What is California’s Usury Law?
Article 15 of the California Constitution states that the maximum interest for a loan secured by real property is 10% per year. The 10% is an annual percentage rate (APR), which includes all the fees charged to the borrower, not just the interest rate. What’s really interesting about California’s usury law is that it only applies to unlicensed lenders. Any loan that is arranged by a lender or broker licensed by the State of California is exempt from usury.
Licensed Entities Exempt from Usury
There are two types of licenses for mortgage lending in California. If you fund or broker a private mortgage for a property in California under one of these two licenses, the loan is exempt from usury.
Real Estate Broker License
The California Real Estate Broker license is regulated by the California Department of Real Estate (DRE). It’s mostly used by lending companies that have the loans funded by private party individual investors. Private mortgage loans originated by lenders and brokers that have an active DRE license are exempt from usury in California.
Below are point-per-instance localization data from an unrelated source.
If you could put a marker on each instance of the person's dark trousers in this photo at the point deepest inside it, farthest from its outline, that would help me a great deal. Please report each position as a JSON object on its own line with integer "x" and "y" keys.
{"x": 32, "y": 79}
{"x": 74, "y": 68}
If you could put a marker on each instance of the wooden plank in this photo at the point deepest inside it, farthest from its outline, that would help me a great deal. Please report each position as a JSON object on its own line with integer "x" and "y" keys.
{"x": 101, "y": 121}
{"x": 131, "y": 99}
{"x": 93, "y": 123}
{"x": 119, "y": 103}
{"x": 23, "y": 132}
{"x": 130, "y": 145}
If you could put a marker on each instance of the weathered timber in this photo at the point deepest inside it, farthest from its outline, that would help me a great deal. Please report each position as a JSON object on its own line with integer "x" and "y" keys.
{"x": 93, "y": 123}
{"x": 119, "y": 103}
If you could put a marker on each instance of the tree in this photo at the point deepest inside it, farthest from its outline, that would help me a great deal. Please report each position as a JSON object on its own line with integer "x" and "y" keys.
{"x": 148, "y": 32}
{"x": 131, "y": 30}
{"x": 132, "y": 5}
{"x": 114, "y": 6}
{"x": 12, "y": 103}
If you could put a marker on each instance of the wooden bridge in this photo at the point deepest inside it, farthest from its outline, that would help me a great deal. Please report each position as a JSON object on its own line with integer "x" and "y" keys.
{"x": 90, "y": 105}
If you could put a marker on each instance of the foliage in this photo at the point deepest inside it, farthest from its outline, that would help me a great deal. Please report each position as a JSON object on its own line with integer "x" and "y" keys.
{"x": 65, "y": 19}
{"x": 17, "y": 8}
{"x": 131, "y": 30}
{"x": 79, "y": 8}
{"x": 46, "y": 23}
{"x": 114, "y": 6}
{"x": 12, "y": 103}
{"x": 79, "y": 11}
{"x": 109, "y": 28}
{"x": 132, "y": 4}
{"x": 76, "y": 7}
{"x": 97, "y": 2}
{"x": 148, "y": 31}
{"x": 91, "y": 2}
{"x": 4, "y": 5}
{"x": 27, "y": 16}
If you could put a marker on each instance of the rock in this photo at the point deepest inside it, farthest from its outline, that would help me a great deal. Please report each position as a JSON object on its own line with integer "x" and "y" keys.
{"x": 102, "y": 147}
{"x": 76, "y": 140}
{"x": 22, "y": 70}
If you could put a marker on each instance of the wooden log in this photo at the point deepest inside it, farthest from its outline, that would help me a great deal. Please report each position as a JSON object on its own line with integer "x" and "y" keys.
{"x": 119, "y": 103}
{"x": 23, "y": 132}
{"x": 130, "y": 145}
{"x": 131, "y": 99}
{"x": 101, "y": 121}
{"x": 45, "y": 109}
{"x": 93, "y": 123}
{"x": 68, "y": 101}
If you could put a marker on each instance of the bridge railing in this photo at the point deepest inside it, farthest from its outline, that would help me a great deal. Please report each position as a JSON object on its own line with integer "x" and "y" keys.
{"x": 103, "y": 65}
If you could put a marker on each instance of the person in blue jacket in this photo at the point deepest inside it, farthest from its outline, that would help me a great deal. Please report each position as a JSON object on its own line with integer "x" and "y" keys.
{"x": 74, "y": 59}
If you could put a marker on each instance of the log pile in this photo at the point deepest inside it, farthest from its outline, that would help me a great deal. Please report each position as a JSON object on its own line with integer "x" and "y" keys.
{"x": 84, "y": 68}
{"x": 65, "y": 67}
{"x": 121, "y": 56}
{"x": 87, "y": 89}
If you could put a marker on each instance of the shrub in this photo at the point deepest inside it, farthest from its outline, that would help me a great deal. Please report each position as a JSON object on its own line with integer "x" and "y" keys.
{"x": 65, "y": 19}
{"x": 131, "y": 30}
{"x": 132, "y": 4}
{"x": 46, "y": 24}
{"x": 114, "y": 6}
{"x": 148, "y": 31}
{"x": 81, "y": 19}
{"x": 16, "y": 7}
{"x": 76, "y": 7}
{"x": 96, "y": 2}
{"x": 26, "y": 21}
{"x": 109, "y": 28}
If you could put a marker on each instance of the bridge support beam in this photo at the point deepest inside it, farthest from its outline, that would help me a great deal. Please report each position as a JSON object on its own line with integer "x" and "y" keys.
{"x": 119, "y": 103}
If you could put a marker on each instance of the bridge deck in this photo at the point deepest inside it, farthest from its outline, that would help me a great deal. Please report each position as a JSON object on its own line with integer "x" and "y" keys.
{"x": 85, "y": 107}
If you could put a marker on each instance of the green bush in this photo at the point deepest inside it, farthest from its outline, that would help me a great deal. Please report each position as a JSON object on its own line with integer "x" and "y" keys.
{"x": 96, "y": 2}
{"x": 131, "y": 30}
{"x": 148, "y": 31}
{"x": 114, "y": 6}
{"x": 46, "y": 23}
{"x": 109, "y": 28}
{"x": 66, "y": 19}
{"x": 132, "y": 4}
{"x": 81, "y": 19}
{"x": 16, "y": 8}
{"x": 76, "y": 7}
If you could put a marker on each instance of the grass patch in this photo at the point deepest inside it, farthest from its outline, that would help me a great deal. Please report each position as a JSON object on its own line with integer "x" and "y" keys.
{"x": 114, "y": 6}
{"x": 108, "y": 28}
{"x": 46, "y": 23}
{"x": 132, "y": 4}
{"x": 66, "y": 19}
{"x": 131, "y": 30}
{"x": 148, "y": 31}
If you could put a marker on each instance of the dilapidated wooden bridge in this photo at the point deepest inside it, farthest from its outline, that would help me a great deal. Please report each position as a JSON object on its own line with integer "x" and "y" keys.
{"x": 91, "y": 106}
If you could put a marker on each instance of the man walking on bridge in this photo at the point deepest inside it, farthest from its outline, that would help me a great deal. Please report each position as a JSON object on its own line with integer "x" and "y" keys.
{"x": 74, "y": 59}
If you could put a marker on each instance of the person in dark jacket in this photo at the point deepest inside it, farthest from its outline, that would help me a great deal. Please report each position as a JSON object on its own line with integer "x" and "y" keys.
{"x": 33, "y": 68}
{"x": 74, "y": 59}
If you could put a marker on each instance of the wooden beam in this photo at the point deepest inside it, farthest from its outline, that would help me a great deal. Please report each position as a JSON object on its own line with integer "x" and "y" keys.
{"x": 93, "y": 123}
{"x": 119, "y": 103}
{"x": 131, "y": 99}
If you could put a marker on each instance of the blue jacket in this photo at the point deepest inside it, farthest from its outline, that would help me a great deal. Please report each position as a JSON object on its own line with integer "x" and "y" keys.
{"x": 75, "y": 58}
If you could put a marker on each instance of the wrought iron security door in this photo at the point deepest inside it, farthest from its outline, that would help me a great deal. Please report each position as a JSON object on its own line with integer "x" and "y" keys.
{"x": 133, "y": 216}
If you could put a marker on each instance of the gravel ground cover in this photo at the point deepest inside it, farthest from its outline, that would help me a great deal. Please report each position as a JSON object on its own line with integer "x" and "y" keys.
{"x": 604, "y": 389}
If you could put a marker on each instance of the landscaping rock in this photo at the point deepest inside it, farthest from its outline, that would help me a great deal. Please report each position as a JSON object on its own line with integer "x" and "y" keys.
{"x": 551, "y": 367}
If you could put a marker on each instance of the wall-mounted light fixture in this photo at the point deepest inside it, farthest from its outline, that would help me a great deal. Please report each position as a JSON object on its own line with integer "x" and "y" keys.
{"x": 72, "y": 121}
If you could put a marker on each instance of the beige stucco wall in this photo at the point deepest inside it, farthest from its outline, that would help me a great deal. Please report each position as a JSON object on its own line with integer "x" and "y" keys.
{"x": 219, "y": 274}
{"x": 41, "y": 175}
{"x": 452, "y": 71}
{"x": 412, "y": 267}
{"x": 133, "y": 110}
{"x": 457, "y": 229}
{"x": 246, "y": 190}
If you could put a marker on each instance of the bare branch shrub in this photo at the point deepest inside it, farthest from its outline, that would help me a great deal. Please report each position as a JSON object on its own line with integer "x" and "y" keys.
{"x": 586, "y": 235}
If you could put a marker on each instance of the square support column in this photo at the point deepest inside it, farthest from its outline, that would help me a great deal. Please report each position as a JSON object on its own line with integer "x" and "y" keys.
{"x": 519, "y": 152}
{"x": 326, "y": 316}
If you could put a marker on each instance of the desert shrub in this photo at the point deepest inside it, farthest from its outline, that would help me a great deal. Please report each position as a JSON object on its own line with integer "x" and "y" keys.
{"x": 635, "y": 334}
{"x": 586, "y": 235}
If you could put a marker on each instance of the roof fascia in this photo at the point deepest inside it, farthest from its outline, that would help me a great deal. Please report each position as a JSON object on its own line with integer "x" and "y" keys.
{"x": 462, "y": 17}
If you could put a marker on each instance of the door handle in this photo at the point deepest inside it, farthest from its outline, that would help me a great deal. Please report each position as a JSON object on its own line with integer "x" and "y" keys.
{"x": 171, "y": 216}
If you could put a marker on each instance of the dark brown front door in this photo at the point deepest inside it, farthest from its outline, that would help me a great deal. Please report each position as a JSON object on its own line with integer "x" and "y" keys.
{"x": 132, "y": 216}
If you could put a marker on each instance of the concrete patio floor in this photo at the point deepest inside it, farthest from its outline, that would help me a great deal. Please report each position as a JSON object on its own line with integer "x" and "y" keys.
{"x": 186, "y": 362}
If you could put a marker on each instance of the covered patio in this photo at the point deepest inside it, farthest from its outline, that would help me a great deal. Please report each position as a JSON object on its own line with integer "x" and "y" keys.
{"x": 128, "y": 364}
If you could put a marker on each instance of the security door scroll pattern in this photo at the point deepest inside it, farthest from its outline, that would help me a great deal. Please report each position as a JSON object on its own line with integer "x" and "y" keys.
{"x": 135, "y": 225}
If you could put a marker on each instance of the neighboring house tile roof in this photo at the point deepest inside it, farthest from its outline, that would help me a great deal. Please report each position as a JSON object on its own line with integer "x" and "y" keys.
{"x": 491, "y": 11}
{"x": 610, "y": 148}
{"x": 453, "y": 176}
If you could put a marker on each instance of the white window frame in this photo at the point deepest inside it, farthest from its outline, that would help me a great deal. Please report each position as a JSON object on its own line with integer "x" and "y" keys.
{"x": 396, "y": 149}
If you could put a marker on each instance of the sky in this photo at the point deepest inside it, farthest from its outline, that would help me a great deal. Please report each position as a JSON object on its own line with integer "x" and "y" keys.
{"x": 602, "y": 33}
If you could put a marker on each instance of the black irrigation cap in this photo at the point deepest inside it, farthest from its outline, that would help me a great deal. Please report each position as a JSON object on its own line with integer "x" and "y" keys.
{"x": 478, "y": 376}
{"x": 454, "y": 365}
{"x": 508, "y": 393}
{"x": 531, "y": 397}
California Finance Lender License
The California Finance Lender (CFL) license is regulated by the Department of Financial Protection & Innovation (DFPI). This is mostly used by private lending companies that lend from their balance sheet. Most mortgage fund managers use this license, as well as lenders that sell loans to the secondary market. Private mortgages funded by lenders that have an active CFL license are exempt from usury in California.
Some private lending companies have both a California DRE and CFL license.
Lending in California Without a License
Lenders and Individual Investors who don’t have an active California DRE or CFL license should consider working with a licensed broker to arrange/originate the loan in order to get their loan exempt from usury.
A non-licensed lender may arrange their own loan directly to a borrower for real property in California, but it would be subject to the state’s usury law. So the maximum annual percentage rate cannot exceed 10%. Also, an unlicensed lender may only arrange one private mortgage per calendar year. This is not part of the usury law, but this rule falls under another regulation and statute.
Usury Triggers for Note Investors
Many private mortgages in California are arranged by a licensed broker/lender but funded by a note investor. Some are sold to a note investor after closing. These note investors, if not licensed, should be cautious about making any changes to the loan during the loan term, because the changes could trigger the usury law to take effect. Below are a few examples.
- Provide the Borrower with additional funds, causing the loan amount to increase
- Extending the loan and charging an extension fee
- Renewing the loan
All of these events would cause the loan to be subject to usury. If a note investor decides to take any of these actions, they must make sure the total APR is less than 10%.